I have had both a flat vehicle battery and a flat transponder battery at different times and being a keyless pushbutton start was simply not an issue.

Like many new things, people are wary of them until they have been around for a while. I remember when fuel injection was going to be the death of vehicle reliabilty - but who would buy a carburetter vehicle today (in fact I dont think there are any new mainstream cars around today that has a carby!).


AnswerID: 491098

Follow Up By: olcoolone - Monday, Jul 16, 2012 at 21:04

Monday, Jul 16, 2012 at 21:04
Have to agree with you on the push button start, others with out it seen out dated.
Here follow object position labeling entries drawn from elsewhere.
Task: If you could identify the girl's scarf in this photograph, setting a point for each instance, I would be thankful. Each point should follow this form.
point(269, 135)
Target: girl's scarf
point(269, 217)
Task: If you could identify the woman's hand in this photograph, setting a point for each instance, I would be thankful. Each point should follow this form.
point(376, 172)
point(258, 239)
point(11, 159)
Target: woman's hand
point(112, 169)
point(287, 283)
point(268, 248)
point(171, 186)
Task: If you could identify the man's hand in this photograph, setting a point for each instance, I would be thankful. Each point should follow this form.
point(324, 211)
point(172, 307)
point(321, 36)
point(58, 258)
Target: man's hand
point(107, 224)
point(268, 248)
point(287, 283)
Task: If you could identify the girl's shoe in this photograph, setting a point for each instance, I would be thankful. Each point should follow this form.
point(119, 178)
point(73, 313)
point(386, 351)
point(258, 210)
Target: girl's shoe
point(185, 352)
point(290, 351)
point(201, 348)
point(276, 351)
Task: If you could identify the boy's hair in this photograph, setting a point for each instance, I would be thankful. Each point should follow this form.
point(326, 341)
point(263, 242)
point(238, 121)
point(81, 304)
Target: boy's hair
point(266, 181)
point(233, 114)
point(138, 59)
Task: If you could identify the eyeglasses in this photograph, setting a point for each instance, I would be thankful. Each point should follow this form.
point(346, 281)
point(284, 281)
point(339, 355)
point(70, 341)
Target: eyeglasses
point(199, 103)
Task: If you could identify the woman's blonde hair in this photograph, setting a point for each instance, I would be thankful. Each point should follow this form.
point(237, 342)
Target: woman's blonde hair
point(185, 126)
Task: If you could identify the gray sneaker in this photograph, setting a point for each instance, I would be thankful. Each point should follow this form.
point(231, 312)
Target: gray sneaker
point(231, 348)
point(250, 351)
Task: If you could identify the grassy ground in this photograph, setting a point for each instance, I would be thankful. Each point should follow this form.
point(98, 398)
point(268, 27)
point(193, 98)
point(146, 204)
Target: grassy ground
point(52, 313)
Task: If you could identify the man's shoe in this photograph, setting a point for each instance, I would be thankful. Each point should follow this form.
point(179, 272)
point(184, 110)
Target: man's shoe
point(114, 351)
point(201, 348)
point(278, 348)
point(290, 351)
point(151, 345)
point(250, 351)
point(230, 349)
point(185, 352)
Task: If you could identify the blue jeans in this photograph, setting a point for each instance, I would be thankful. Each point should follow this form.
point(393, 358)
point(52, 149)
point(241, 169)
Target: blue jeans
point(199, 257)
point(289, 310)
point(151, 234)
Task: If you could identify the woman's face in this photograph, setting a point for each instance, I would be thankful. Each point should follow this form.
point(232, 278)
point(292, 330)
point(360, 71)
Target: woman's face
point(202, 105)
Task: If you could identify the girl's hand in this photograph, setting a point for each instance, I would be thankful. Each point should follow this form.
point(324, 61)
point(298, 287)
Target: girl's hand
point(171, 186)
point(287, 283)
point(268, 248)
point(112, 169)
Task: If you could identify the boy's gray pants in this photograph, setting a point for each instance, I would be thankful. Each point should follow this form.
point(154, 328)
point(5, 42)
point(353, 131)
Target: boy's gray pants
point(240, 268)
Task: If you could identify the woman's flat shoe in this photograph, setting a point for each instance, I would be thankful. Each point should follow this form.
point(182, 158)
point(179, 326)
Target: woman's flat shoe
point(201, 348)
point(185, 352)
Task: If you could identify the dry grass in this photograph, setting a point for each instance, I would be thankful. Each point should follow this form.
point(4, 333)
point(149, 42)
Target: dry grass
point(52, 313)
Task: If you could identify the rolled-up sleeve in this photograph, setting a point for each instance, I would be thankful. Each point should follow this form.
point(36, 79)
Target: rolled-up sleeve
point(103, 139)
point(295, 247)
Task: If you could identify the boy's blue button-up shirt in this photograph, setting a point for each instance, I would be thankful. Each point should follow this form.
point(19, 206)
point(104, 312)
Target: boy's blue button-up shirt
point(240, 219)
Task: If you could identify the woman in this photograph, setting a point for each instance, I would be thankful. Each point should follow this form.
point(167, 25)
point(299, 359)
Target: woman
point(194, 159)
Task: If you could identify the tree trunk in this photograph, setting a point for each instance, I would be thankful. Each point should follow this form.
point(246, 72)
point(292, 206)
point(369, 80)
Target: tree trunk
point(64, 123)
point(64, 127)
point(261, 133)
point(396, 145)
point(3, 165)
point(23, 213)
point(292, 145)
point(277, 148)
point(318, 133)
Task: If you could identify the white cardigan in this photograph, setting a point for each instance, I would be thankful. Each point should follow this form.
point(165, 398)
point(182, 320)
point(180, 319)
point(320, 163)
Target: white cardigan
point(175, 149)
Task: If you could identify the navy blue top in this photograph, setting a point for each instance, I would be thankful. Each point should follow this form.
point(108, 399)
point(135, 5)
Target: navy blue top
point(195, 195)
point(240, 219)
Same goes for the no button/no key entry and locking.
FollowupID: 766537

Follow Up By: Member - Tony V (NSW) - Monday, Jul 16, 2012 at 23:16

Monday, Jul 16, 2012 at 23:16
With you there Captain,

I don't believe that any modern vehicle can be push started, ECU's need voltage to run the injectors and also the fuel solenoids plus many have electric fuel pumps, plus all the other sensors that have to align with the gods before being able to start. Also modern alternators need to receive some voltage from the battery before they will work correctly...

FollowupID: 766544

Reply By: mikehzz - Wednesday, Jul 18, 2012 at 06:08

Wednesday, Jul 18, 2012 at 06:08
I don't think it will work. On my push button start, the fob goes in the slot, foot on the brake, push the button and the starter cranks. Foot off the brake, push the button turns the ignitition on without starting the car. This means that the switches are all electrical relays that require power to operate in the first place. If there isn't any power, you wouldn't be able to set the ignition circuit to on because it's not a mechanical link. It might work if the battery is not completely dead and has enough juice to flip the relays open. It doesn't worry me because mine is an auto anyway.
AnswerID: 491180

Follow Up By: Tim - Wednesday, Jul 18, 2012 at 08:12

Wednesday, Jul 18, 2012 at 08:12
Yeah that makes sense. If the battery is totally dead then there is no chance. I'm just not sure how to get it to the "run" position without it automatically engaging the starter motor which would then drop the battery voltage back down to nothing and the system would reset itself.
FollowupID: 766619

Reply By: The Bantam - Wednesday, Jul 18, 2012 at 10:14

Wednesday, Jul 18, 2012 at 10:14
With so many of these new cars having "electrical everything", the clutch start issue aside, if ya battery is dead ya buggered.

Ya got keyless ya cant get in, cant lock it, cant unlock it
Electric windows...... so ra cant wind the window down
Ya got electric power ya got bucklies of steering the bugger

and chances are it has a computerised auto ya probably wont get the mongrel thing out of park just to drag its sorry ass onto a tilt tray let alone use a tow rope.

Realy these vehicles are just getting too smart for our good.

I spoke to my brother a while back & he had done some work on a western property where they have a lot of flash new vehicles.

They all sit lined up under this long car port...each vehicle has it own battery charger straped to the posts of the carport.....and if its not driven that day itt stays on charge till its driven

Because if the battery is flat the vehicle is buggered.